XI.

Mais ces censeurs qui savent tout sans doute, puisqu’ils jugent l’auteur de si haut, ont-ils réellement cru que cette manière de défendre la religion, en la rendant douce et touchante pour le cœur, en la parant même des charmes de la poésie, fût une chose si inouïe, si extraordinaire ? " Qui oserait dire, s’écrie saint Augustin, que la vérité doit demeurer désarmée contre le mensonge, et qu’il sera permis aux ennemis de la foi d’effrayer les fidèles par des paroles fortes, et de les réjouir par des rencontres d’esprit agréables, mais que les catholiques ne doivent écrire qu’avec une froideur de style qui endorme les lecteurs ? " C’est un sévère disciple de Port-Royal qui traduit ce passage de saint Augustin ; c’est Pascal lui-même, et il ajoute à l’endroit cité " qu’il y a deux choses dans les vérités de notre religion, une beauté divine, qui les rend aimables, et une sainte majesté, qui les rend vénérables. " Pour démontrer que les preuves rigoureuses ne sont pas toujours celles qu’on doit employer en matière de religion, il dit ailleurs (dans ses Pensées) que le cœur a ses raisons que la raison ne connaît point. Le grand Arnauld, chef de cette école austère du christianisme, combat à son tour l’académicien Du Bois, qui prétendait aussi qu’on ne doit pas faire servir l’éloquence humaine à prouver les vérités de la religion. Ramsay, dans sa Vie de Fénelon, parlant du Traité de l’Existence de Dieu par cet illustre prélat, observe que M. de Cambray savait que la plaie de la plupart de ceux qui doutent vient, non de leur esprit, mais de leur cœur, et qu’il faut donc répandre partout des sentiments pour toucher, pour intéresser, pour saisir le cœur. " Raymond de Sébonde a laissé un ouvrage écrit à peu près dans les mêmes vues que le Génie du Christianisme ; Montaigne a pris la défense de cet auteur contre ceux qui avancent que les chrestiens se font tort de vouloir appuyer leur créance par des raisons humaines. " C’est la foy seule qui embrasse vivement et certainement les hauts mystères de notre religion. Mais ce n’est pas à dire que ce ne soit une très belle et très louable entreprise d’accommoder encore au service de notre foy les outils naturels et humains que Dieu nous a donnez… Il n’est occupation ni desseins plus dignes d’un homme chrétien que de viser par tous ses estudes et pensemens à embellir, estendre et amplifier la vérité de sa créance. "
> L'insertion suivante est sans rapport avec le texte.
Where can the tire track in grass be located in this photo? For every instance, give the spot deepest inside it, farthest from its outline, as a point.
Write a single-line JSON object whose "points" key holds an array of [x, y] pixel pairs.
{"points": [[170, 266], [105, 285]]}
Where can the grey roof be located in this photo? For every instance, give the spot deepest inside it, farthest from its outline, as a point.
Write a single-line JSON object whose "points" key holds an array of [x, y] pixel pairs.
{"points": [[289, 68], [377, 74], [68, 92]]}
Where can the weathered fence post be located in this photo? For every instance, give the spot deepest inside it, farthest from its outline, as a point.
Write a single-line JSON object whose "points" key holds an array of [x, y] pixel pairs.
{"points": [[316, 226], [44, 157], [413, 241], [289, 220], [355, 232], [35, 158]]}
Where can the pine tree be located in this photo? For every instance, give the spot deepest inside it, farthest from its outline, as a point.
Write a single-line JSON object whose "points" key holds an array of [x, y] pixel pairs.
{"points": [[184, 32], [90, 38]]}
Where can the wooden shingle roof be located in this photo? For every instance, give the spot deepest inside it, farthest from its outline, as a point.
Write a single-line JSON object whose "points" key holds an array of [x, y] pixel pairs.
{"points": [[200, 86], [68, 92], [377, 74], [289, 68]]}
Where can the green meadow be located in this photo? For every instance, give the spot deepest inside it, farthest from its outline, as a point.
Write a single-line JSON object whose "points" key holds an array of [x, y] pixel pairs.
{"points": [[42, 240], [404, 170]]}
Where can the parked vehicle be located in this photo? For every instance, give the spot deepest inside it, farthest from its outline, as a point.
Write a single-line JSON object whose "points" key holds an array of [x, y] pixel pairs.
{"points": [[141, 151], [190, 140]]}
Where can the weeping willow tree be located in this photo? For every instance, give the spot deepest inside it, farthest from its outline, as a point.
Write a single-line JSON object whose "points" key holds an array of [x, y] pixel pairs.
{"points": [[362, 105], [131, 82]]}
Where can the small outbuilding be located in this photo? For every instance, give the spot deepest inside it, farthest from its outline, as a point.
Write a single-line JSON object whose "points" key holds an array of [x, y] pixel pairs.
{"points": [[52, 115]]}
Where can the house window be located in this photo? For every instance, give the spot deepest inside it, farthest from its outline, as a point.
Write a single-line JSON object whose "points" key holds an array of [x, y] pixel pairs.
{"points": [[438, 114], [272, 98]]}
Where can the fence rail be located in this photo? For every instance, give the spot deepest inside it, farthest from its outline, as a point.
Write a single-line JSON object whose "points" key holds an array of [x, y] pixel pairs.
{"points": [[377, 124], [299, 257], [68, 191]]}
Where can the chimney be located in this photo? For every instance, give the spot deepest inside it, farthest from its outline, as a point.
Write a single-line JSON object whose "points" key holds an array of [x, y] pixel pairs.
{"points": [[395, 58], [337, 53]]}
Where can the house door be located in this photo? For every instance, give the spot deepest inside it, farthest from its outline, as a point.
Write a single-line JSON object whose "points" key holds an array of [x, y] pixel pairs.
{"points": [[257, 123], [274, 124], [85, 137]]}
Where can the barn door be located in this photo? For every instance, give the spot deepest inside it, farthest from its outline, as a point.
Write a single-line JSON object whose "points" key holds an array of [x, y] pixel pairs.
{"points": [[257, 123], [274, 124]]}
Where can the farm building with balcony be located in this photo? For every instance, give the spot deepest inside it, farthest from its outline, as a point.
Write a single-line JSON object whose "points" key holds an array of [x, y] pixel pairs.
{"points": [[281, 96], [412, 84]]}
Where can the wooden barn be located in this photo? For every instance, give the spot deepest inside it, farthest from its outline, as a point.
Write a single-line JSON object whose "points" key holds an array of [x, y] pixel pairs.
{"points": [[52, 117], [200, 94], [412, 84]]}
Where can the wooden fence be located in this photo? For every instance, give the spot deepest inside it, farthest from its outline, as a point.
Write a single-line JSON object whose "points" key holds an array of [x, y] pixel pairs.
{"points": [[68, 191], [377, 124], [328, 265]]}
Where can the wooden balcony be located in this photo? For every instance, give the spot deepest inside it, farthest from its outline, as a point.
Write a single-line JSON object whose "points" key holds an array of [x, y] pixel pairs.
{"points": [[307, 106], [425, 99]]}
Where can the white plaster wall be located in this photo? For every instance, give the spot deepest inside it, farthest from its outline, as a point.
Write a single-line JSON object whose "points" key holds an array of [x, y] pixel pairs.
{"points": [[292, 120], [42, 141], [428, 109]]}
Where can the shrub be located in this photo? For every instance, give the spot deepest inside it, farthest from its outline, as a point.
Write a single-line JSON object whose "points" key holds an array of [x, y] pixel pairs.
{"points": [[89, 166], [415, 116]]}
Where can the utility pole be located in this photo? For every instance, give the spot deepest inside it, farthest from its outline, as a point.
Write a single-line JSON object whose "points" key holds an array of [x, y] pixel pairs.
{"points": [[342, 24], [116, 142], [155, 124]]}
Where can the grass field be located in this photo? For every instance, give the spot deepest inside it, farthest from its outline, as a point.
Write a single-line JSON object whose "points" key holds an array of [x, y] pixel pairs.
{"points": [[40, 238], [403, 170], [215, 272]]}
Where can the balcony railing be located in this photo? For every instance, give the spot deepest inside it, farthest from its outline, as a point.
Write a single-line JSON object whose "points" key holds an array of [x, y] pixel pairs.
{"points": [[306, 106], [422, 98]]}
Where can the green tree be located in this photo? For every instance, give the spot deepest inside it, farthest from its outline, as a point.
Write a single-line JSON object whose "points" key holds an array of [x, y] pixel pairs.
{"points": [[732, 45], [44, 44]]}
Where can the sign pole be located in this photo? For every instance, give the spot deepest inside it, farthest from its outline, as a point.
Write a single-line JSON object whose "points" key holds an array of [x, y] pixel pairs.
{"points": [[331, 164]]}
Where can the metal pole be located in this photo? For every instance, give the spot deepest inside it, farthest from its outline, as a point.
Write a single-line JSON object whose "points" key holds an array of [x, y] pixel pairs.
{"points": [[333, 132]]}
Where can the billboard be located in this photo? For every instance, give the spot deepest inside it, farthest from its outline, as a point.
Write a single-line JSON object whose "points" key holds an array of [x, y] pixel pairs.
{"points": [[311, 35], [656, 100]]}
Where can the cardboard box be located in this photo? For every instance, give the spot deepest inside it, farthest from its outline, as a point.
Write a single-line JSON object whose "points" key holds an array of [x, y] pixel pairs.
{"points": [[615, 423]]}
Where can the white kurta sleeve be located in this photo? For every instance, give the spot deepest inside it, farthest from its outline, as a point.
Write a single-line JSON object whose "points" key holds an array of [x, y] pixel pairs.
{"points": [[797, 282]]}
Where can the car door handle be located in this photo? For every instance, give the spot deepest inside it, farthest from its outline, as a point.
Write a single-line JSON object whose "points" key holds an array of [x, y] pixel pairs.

L’auteur ne finirait point s’il voulait citer tous les écrivains qui ont été de son opinion sur la nécessité de rendre la religion aimable, et tous les livres où l’imagination, les beaux-arts et la poésie ont été employés comme un moyen d’arriver à ce but. Un ordre tout entier de religieux connus par leur piété, leur aménité et leur science du monde, s’est occupé pendant plusieurs siècles de cette unique idée. Ah ! sans doute aucun genre d’éloquence ne peut être interdit à cette sagesse qui ouvre la bouche des muets et qui rend diserte la langue des petits enfants. Il nous reste une lettre de saint Jérôme où ce Père se justifie d’avoir employé l’érudition païenne à la défense de la doctrine des chrétiens. Saint Ambroise eût-il donné saint Augustin à l’Église, s’il n’eût fait usage de tous les charmes de l’élocution ? " Augustin, encore tout enchanté de l’éloquence profane, dit Rollin, ne cherchait dans les prédications de saint Ambroise que les agréments du discours et non la solidité des choses, mais il n’était pas en son pouvoir de faire cette séparation. " Et n’est-ce pas sur les ailes de l’imagination que saint Augustin s’est élevé à son tour jusqu’à la Cité de Dieu ? Ce Père ne fait point de difficulté de dire qu’on doit ravir aux païens leur éloquence, en leur laissant leurs mensonges, afin de l’appliquer à la prédication de l’Evangile, comme Israël emporta l’or des Egyptiens sans toucher à leurs idoles, pour embellir l’arche sainte. C’était une vérité si unanimement reconnue des Pères, qu’il est bon d’appeler l’imagination au secours des idées religieuses, que ces saints hommes ont été jusqu’à penser que Dieu s’était servi de la poétique philosophie de Platon pour amener l’esprit humain à la croyance des dogmes du christianisme.